Rod Milliron spent years working for the big name aerospace companies, but says he is not content to spend his career designing one perfect bolt on a spacecraft.
He wants to be able to say he built the whole thing, and claims to have solved some of the problems the bigger companies are still struggling with.
Rocket cluster
In the Interorbital Systems hangar the small team build their own custom equipment, and were putting the finishing touches to the launch rail of one of their rockets when we arrived.
Randa Milliron, Interorbital Systems |
Randa and Rod have been at Mojave for 16 years, and 2011 is their big year - with their first orbital launch planned for the autumn, which would require eight of their rockets.
They say the first launch - when a dozen or so custom-built pico-satellites, the size of a large baked bean tin, will be sent into orbit - is fully sold out.
Academics have paid a cut-rate $8,000 (nearly £5,000) each for these experiments.
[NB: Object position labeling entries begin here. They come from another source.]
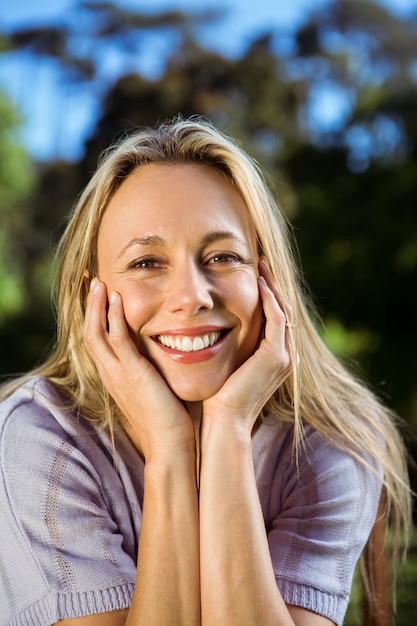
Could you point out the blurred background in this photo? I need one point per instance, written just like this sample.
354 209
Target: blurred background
322 93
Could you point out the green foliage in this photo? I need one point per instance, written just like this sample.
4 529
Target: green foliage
16 183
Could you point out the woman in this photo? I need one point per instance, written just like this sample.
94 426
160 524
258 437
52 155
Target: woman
190 453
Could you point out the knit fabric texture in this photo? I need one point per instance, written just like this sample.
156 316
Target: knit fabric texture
70 513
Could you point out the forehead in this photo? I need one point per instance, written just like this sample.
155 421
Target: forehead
159 198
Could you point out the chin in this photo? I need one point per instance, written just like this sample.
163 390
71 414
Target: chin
196 393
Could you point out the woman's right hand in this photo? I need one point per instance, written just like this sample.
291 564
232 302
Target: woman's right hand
156 420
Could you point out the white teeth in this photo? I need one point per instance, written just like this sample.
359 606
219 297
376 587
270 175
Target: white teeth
189 344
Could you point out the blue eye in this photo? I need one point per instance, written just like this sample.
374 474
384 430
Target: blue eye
224 257
144 264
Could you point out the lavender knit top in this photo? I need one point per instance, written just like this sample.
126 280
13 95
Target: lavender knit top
70 519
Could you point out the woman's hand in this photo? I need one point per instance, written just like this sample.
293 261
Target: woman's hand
248 389
155 418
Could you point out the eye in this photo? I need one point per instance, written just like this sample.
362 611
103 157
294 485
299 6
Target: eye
223 258
145 263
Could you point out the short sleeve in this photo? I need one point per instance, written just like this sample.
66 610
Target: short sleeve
68 539
318 518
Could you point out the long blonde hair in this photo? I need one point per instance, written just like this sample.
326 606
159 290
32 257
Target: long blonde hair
320 392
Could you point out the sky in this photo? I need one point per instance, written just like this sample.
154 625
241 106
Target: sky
34 86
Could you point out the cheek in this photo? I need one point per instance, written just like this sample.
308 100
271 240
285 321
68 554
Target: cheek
249 308
137 305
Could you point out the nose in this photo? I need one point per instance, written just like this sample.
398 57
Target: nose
190 291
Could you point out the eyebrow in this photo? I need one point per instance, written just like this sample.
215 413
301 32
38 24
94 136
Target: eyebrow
156 240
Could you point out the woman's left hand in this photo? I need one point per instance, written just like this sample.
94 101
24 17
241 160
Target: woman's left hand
248 389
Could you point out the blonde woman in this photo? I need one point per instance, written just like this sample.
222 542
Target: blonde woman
191 452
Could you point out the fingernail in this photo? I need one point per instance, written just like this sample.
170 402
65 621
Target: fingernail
94 284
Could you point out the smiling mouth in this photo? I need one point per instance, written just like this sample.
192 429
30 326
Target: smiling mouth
189 344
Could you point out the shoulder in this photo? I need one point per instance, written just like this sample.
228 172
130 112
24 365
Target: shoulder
68 519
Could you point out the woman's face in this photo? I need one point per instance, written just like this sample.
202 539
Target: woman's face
177 243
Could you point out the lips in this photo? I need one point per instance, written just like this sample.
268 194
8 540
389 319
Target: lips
185 343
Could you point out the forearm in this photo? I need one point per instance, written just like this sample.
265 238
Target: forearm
167 585
237 580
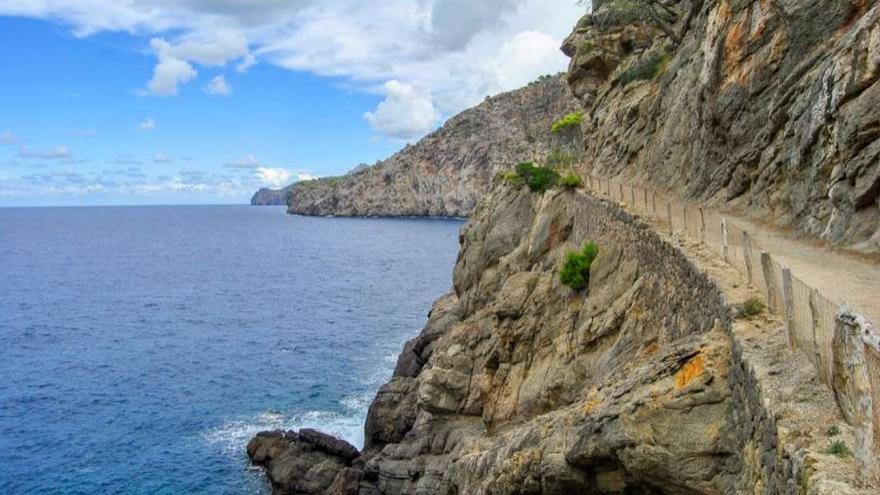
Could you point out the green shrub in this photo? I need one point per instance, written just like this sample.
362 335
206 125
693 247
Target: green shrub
539 179
571 181
838 448
570 121
557 159
752 307
645 69
575 271
512 178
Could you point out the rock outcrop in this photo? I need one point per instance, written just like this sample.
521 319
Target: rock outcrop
446 172
519 384
271 197
769 107
766 106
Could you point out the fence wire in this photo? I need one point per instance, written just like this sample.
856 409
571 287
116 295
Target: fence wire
872 357
810 317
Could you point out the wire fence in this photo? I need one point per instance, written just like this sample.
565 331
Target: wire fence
810 318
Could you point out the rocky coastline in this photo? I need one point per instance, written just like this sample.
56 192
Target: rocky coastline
645 382
519 384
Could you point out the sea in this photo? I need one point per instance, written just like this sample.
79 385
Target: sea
142 347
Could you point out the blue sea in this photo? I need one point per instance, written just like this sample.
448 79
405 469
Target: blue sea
141 347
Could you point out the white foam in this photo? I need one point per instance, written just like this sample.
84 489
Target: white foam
232 435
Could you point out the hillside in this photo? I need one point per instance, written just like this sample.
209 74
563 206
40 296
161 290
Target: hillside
766 107
446 172
271 197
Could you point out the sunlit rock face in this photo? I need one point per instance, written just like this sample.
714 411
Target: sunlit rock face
446 172
769 106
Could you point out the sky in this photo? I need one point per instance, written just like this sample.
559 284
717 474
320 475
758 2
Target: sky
205 101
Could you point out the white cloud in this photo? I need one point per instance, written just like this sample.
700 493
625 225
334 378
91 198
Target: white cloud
218 86
405 113
526 54
249 162
246 63
273 177
8 138
162 158
170 71
56 153
147 124
454 51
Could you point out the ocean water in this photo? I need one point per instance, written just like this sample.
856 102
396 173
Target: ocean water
141 347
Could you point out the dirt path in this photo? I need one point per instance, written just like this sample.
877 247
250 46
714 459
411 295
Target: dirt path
840 277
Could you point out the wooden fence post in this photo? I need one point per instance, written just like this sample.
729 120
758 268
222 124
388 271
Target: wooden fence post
684 216
814 323
770 282
747 254
788 306
725 244
702 226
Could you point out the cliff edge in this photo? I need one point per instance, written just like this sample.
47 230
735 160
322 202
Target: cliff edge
768 107
447 172
520 384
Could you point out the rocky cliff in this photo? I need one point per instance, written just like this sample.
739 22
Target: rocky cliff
769 106
521 385
446 172
271 197
765 106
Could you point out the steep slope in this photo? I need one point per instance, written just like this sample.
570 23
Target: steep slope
521 385
445 173
770 106
271 197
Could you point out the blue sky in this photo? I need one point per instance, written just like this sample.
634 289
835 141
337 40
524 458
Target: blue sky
159 102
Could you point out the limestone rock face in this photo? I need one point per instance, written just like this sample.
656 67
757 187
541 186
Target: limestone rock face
768 106
447 172
270 197
519 384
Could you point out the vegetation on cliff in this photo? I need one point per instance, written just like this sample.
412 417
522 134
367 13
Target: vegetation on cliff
575 271
569 121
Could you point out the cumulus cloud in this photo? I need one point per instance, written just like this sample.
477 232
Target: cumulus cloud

Commercial prices will be around three to four times this, which Randa says is a fraction of the cost of current commercial satellite services.
Her plans to send people into orbit come much further down the road, but the workshop at Mojave has a mock-up of the six-seater space module she says she will launch on top of a clustered rocket design that bundles together 64 of their standard rockets.
"I was disappointed that the working rockets that came before the shuttle were cast on the garbage heap. A lot of valuable knowledge about space access was lost," Randa tells me.
"Now that the shuttle is over, it does open opportunities for a company like ours."
"We use the wisdom and the proven designs and technologies that those people developed. Those people were the real geniuses. We're adding modern materials and modern computers and making it more efficient and less expensive - and democratising space," Randa says.